Findings from the GPonline poll reveal a significant shift away from the Conservative Party among GPs. Among 222 GP respondents who voted Tory at the 2015 general election, just 52% plan to do so again this time.
The largest beneficiary of this switch away from the Conservatives is the Labour Party, with 14% of GPs who voted Tory last time now planning to vote Labour. The Lib Dems have picked up 8% of the group switching away from the Conservatives, while a handful have gone to other parties.
A total of 14% of all GP respondents now plan to vote for the Liberal Democrats, while the Green Party has the backing of 3% of GPs, 2% are voting for the Scottish National Party (SNP), just over 0.5% are supporting Plaid Cymru, and less than 0.5% back Ukip.
Asked which political party they believed was most likely to protect the NHS, 47% of GPs chose the Labour Party, while 13% said the Liberal Democrats, and just 9% opted for the Conservatives.
Overall, a significant 20% of GPs remain undecided about which way to vote next month, the poll found, and a further 4% do not plan to vote. Excluding undecided voters from the results, 38% of GPs plan to vote Labour on 8 June, with 29% planning to back the Conservatives and 17% choosing to vote Liberal Democrat. The next most popular party is the Greens on 4%.
(The graph above excludes GPs who are undecided)
This represents a significant change from the 2015 general election, when 38% of GP respondents voted Conservative, 27% Labour, 15% Liberal Democrat, and the rest for other parties.
The swing to Labour was reflected in comments from respondents who said that the Labour manifesto showed the party was committed to the NHS, and that Labour's 'policy and ideals, honesty and relative freedom from posturing' were welcome.
But many comments posted by GP respondents to the poll suggested that they are disillusioned with political parties across the board.
One GP said: 'Fed up of elections and waste of our money. No matter who you vote for, they will not help NHS.'
Another respondent warned: 'Having worked in NHS 25 years I can tell you it makes no difference which party is in power, they all promise the Earth but persistently fail to deliver.'
Another said: 'None seem willing to address the problems of impossible demands and impossibility of adequate funding from direct taxation,' while at least two respondents said the NHS should be taken out of party political control and handed over to an organisation led by a cross-party group of MPs.

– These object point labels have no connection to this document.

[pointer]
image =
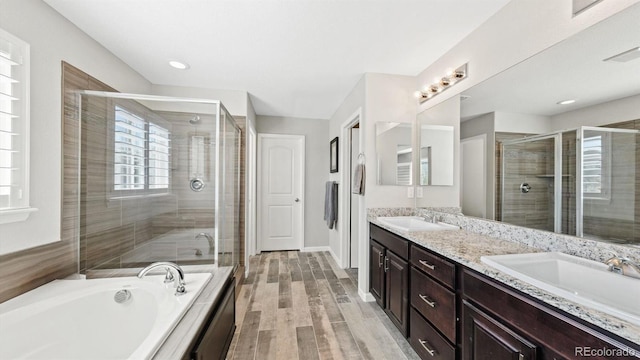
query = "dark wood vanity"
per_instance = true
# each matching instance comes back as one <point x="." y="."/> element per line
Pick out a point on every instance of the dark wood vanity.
<point x="455" y="312"/>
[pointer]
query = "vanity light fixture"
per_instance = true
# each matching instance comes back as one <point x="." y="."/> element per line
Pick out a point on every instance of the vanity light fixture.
<point x="178" y="65"/>
<point x="566" y="102"/>
<point x="452" y="78"/>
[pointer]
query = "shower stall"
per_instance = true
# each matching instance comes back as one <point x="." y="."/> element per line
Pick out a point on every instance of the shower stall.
<point x="579" y="182"/>
<point x="159" y="181"/>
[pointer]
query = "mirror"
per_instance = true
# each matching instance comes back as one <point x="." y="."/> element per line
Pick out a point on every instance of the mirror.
<point x="588" y="80"/>
<point x="394" y="153"/>
<point x="436" y="154"/>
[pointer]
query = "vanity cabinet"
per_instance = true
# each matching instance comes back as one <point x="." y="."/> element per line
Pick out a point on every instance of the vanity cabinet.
<point x="433" y="322"/>
<point x="215" y="338"/>
<point x="457" y="313"/>
<point x="389" y="275"/>
<point x="500" y="323"/>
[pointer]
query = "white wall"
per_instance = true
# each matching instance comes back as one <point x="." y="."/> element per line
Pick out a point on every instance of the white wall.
<point x="387" y="98"/>
<point x="447" y="113"/>
<point x="521" y="123"/>
<point x="485" y="125"/>
<point x="602" y="114"/>
<point x="518" y="31"/>
<point x="53" y="39"/>
<point x="316" y="132"/>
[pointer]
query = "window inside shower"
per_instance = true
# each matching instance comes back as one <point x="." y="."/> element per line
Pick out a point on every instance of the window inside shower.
<point x="159" y="181"/>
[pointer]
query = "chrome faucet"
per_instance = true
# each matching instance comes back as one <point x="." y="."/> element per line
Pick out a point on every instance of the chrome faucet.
<point x="178" y="282"/>
<point x="623" y="266"/>
<point x="212" y="246"/>
<point x="432" y="219"/>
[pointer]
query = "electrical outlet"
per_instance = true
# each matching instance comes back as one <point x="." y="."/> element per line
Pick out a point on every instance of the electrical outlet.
<point x="410" y="192"/>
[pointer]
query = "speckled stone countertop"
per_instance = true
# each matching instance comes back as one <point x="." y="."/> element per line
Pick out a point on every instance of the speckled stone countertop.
<point x="467" y="247"/>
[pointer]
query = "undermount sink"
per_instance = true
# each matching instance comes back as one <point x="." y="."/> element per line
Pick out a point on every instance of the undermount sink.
<point x="583" y="281"/>
<point x="414" y="223"/>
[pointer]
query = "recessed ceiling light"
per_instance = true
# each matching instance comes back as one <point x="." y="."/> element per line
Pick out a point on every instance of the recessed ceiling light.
<point x="178" y="64"/>
<point x="566" y="102"/>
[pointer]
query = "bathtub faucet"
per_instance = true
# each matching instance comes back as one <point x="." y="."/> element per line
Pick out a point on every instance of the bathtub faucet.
<point x="171" y="267"/>
<point x="212" y="246"/>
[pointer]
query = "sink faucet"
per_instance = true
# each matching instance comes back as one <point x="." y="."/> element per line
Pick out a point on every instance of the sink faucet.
<point x="623" y="266"/>
<point x="178" y="282"/>
<point x="212" y="246"/>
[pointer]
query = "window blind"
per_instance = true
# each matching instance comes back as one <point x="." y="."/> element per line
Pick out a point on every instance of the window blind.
<point x="14" y="122"/>
<point x="592" y="165"/>
<point x="142" y="153"/>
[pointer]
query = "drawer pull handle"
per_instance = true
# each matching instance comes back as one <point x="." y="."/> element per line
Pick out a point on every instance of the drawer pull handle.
<point x="426" y="299"/>
<point x="424" y="345"/>
<point x="432" y="267"/>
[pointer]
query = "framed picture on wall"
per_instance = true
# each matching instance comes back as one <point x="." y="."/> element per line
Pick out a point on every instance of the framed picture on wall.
<point x="333" y="155"/>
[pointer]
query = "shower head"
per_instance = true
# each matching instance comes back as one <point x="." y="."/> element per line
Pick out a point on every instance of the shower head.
<point x="195" y="120"/>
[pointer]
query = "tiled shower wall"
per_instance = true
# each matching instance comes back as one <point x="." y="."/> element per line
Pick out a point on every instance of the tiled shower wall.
<point x="119" y="232"/>
<point x="614" y="228"/>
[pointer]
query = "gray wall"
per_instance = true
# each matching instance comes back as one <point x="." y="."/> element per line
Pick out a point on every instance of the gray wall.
<point x="316" y="132"/>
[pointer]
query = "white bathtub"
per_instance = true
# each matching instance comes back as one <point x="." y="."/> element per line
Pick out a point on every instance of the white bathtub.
<point x="79" y="319"/>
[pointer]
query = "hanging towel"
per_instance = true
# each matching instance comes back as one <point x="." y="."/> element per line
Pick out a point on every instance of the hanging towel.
<point x="331" y="203"/>
<point x="359" y="177"/>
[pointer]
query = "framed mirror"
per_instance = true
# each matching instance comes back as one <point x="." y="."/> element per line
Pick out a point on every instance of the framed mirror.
<point x="394" y="153"/>
<point x="561" y="139"/>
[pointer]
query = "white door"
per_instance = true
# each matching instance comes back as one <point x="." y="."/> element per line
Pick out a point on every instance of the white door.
<point x="473" y="194"/>
<point x="280" y="192"/>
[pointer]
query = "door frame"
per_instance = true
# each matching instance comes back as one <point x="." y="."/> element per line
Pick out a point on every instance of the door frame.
<point x="261" y="137"/>
<point x="344" y="200"/>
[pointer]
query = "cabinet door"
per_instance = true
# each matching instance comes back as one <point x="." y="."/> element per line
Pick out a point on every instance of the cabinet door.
<point x="487" y="339"/>
<point x="397" y="290"/>
<point x="376" y="272"/>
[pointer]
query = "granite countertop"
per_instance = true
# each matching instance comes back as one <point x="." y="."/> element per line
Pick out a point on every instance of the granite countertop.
<point x="466" y="248"/>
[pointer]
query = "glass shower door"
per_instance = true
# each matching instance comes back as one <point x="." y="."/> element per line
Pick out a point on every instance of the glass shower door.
<point x="531" y="182"/>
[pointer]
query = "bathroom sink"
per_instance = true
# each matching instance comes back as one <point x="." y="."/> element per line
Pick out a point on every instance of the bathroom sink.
<point x="414" y="223"/>
<point x="583" y="281"/>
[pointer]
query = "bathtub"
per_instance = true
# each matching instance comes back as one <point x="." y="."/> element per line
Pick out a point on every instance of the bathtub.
<point x="80" y="319"/>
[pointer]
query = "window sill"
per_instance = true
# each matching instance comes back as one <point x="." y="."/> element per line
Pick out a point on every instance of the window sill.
<point x="15" y="215"/>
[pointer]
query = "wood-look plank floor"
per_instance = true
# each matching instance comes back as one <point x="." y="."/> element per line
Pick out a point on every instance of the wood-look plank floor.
<point x="296" y="305"/>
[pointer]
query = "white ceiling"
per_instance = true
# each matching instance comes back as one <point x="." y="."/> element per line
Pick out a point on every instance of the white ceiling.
<point x="297" y="58"/>
<point x="572" y="69"/>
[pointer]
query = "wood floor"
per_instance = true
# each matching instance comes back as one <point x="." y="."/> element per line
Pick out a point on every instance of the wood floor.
<point x="296" y="305"/>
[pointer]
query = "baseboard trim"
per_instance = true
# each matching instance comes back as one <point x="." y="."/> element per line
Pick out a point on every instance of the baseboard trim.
<point x="315" y="248"/>
<point x="366" y="296"/>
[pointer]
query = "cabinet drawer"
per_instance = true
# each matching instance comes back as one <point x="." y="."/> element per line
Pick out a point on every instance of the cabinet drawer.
<point x="435" y="302"/>
<point x="434" y="265"/>
<point x="389" y="240"/>
<point x="426" y="340"/>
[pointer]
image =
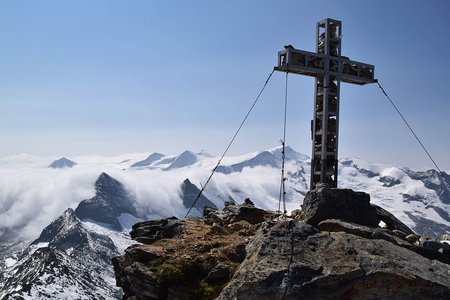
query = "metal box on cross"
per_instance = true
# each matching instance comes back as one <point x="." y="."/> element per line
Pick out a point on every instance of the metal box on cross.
<point x="329" y="68"/>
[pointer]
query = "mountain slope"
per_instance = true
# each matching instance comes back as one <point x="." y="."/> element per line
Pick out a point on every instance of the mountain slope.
<point x="66" y="261"/>
<point x="110" y="201"/>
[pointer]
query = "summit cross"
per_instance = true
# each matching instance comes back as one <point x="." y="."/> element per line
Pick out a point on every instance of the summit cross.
<point x="329" y="68"/>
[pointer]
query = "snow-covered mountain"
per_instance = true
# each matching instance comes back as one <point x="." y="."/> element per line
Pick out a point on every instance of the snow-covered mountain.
<point x="71" y="259"/>
<point x="62" y="163"/>
<point x="71" y="256"/>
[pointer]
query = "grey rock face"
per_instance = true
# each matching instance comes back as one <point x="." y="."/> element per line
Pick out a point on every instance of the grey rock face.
<point x="148" y="161"/>
<point x="110" y="201"/>
<point x="189" y="193"/>
<point x="151" y="231"/>
<point x="333" y="249"/>
<point x="333" y="265"/>
<point x="344" y="204"/>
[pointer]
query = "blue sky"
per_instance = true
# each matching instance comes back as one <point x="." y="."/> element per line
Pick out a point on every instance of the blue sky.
<point x="110" y="77"/>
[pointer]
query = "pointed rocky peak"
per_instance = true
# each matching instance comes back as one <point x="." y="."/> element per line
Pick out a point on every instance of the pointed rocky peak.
<point x="62" y="233"/>
<point x="185" y="159"/>
<point x="105" y="184"/>
<point x="265" y="158"/>
<point x="154" y="157"/>
<point x="62" y="163"/>
<point x="110" y="202"/>
<point x="189" y="193"/>
<point x="289" y="153"/>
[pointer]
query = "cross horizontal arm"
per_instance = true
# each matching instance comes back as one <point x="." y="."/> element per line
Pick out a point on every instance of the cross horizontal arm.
<point x="313" y="64"/>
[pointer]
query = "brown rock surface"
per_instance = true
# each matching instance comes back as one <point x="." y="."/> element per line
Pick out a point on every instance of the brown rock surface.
<point x="243" y="253"/>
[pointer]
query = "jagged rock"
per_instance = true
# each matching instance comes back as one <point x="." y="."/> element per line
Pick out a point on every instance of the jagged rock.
<point x="219" y="273"/>
<point x="343" y="257"/>
<point x="110" y="201"/>
<point x="245" y="212"/>
<point x="391" y="221"/>
<point x="189" y="193"/>
<point x="328" y="203"/>
<point x="412" y="238"/>
<point x="334" y="265"/>
<point x="151" y="231"/>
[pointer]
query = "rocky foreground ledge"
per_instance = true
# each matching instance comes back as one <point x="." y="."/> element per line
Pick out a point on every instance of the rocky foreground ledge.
<point x="331" y="249"/>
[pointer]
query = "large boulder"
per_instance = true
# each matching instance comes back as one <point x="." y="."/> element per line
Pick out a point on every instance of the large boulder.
<point x="295" y="261"/>
<point x="344" y="204"/>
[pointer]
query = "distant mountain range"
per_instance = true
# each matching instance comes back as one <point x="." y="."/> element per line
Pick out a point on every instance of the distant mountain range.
<point x="71" y="257"/>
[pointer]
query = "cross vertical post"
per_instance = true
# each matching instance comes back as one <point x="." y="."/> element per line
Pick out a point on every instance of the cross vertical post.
<point x="329" y="68"/>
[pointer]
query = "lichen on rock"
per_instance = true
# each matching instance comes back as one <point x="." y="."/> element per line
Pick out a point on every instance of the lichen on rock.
<point x="321" y="252"/>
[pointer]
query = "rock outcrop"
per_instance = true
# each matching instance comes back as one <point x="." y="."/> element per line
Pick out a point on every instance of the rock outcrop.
<point x="331" y="249"/>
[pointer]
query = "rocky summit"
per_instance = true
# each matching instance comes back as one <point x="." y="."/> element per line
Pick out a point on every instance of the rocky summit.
<point x="337" y="246"/>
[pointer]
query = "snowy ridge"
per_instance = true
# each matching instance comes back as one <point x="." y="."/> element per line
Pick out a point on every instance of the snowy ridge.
<point x="77" y="240"/>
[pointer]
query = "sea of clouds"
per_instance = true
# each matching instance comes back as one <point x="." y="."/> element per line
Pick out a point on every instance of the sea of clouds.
<point x="33" y="195"/>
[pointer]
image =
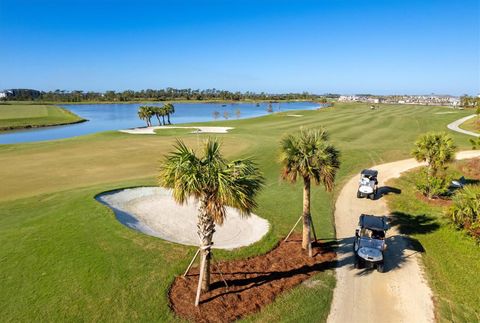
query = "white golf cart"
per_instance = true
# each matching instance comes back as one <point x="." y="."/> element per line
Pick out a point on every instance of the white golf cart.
<point x="368" y="184"/>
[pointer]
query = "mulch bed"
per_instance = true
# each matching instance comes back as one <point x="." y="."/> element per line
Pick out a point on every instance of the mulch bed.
<point x="252" y="283"/>
<point x="434" y="202"/>
<point x="470" y="168"/>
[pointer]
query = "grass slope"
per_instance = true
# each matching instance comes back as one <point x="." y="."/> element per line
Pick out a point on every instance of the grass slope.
<point x="472" y="124"/>
<point x="451" y="258"/>
<point x="17" y="116"/>
<point x="65" y="257"/>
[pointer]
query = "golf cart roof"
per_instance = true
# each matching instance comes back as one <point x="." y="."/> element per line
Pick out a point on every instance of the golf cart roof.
<point x="377" y="223"/>
<point x="370" y="172"/>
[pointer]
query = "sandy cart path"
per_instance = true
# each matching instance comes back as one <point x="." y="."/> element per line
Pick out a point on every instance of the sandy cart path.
<point x="401" y="294"/>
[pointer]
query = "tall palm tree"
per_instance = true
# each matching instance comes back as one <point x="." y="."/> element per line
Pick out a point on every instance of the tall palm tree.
<point x="169" y="109"/>
<point x="216" y="183"/>
<point x="159" y="112"/>
<point x="145" y="113"/>
<point x="309" y="155"/>
<point x="436" y="149"/>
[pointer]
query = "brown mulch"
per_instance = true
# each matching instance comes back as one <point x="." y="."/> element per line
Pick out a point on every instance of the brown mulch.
<point x="252" y="283"/>
<point x="435" y="201"/>
<point x="470" y="168"/>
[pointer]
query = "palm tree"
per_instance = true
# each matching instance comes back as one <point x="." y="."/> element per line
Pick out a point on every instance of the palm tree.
<point x="216" y="183"/>
<point x="435" y="148"/>
<point x="465" y="210"/>
<point x="145" y="113"/>
<point x="309" y="155"/>
<point x="169" y="109"/>
<point x="475" y="143"/>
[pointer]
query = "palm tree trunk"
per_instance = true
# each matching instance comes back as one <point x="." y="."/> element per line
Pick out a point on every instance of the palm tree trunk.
<point x="306" y="239"/>
<point x="206" y="228"/>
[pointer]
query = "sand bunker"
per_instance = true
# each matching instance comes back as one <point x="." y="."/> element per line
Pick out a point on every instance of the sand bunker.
<point x="153" y="211"/>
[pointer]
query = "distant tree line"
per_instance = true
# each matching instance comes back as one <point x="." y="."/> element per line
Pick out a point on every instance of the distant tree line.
<point x="168" y="94"/>
<point x="469" y="101"/>
<point x="146" y="112"/>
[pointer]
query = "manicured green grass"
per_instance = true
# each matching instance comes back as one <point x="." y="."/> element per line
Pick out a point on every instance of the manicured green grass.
<point x="65" y="257"/>
<point x="451" y="258"/>
<point x="472" y="124"/>
<point x="16" y="116"/>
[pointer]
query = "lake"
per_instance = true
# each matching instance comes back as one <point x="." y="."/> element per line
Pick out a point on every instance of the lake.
<point x="104" y="117"/>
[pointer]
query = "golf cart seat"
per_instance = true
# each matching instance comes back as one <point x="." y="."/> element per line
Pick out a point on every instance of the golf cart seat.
<point x="369" y="173"/>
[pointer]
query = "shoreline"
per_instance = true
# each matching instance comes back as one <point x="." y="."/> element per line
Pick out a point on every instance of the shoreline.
<point x="157" y="101"/>
<point x="12" y="129"/>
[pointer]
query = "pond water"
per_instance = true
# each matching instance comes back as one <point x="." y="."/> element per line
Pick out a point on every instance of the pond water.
<point x="104" y="117"/>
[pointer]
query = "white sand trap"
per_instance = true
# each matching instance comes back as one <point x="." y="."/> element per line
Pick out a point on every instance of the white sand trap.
<point x="151" y="130"/>
<point x="153" y="211"/>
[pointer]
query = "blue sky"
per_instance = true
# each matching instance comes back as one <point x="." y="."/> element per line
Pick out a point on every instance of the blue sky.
<point x="374" y="46"/>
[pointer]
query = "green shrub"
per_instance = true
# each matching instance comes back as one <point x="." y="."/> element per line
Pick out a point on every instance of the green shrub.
<point x="465" y="211"/>
<point x="432" y="186"/>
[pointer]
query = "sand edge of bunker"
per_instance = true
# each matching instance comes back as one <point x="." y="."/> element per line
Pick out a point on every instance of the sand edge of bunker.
<point x="153" y="211"/>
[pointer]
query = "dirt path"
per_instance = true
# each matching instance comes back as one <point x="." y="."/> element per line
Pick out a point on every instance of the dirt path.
<point x="455" y="126"/>
<point x="401" y="294"/>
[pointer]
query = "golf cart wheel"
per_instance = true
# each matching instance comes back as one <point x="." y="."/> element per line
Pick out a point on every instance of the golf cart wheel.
<point x="356" y="263"/>
<point x="380" y="268"/>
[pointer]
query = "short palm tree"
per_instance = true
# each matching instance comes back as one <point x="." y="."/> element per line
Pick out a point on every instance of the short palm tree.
<point x="465" y="210"/>
<point x="145" y="113"/>
<point x="436" y="149"/>
<point x="216" y="183"/>
<point x="169" y="109"/>
<point x="309" y="155"/>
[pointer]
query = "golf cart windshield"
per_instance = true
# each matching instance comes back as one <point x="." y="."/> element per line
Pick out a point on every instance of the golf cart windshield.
<point x="369" y="173"/>
<point x="371" y="243"/>
<point x="374" y="223"/>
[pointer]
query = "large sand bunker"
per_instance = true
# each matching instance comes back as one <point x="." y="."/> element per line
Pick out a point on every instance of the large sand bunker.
<point x="153" y="211"/>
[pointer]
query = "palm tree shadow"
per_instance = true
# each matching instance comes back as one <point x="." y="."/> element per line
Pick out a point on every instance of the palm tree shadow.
<point x="413" y="224"/>
<point x="386" y="190"/>
<point x="262" y="278"/>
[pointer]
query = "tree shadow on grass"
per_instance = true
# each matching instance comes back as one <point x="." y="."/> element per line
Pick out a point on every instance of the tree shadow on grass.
<point x="386" y="190"/>
<point x="413" y="224"/>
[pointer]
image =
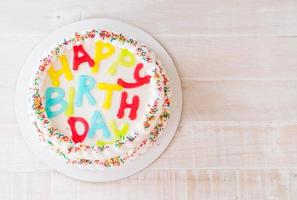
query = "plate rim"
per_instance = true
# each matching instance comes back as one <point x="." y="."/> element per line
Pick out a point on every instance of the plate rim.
<point x="111" y="174"/>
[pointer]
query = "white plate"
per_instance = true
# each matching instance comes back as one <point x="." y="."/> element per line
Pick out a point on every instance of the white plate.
<point x="52" y="160"/>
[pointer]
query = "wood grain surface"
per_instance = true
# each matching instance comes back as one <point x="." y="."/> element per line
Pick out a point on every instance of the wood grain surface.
<point x="238" y="135"/>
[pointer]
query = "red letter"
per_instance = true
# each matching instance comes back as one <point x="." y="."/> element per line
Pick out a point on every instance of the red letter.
<point x="133" y="106"/>
<point x="75" y="136"/>
<point x="139" y="80"/>
<point x="77" y="60"/>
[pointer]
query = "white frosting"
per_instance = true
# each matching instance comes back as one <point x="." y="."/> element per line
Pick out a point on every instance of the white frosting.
<point x="149" y="95"/>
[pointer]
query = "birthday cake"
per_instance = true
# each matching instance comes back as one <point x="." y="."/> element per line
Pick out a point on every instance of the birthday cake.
<point x="99" y="99"/>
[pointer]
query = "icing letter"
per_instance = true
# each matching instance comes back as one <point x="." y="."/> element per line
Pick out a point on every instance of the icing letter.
<point x="69" y="109"/>
<point x="133" y="106"/>
<point x="55" y="74"/>
<point x="119" y="133"/>
<point x="75" y="136"/>
<point x="125" y="58"/>
<point x="97" y="122"/>
<point x="85" y="85"/>
<point x="77" y="60"/>
<point x="139" y="80"/>
<point x="109" y="88"/>
<point x="102" y="51"/>
<point x="57" y="100"/>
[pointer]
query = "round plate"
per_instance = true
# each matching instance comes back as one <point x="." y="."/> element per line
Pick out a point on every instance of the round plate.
<point x="52" y="160"/>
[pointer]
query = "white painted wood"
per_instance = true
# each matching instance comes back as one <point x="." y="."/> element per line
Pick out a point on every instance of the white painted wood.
<point x="237" y="138"/>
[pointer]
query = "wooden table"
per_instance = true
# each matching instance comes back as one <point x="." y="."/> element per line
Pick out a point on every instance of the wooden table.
<point x="238" y="64"/>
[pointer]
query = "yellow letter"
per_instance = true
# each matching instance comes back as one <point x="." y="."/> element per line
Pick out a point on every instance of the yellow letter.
<point x="101" y="54"/>
<point x="125" y="58"/>
<point x="55" y="74"/>
<point x="119" y="133"/>
<point x="108" y="95"/>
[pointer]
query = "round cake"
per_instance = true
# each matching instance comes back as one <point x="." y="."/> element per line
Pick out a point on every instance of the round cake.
<point x="99" y="99"/>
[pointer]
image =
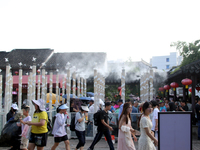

Some GPs spoke of being alienated from the Conservatives by Jeremy Hunt, or from the Labour Party by Jeremy Corbyn.
Many respondents said they did not trust the Conservatives with the NHS, but several also said that although they felt the NHS was safe with Labour they were concerned about how the party would manage the economy, or that its promises were unrealistic.
Labour peer Lord Philip Hunt told GPonline this month that the party would outspend its rivals on the NHS - a pledge borne out in our comparison of manifesto pledges.
However, two leading think tanks have warned that no political party is offering enough money for the NHS.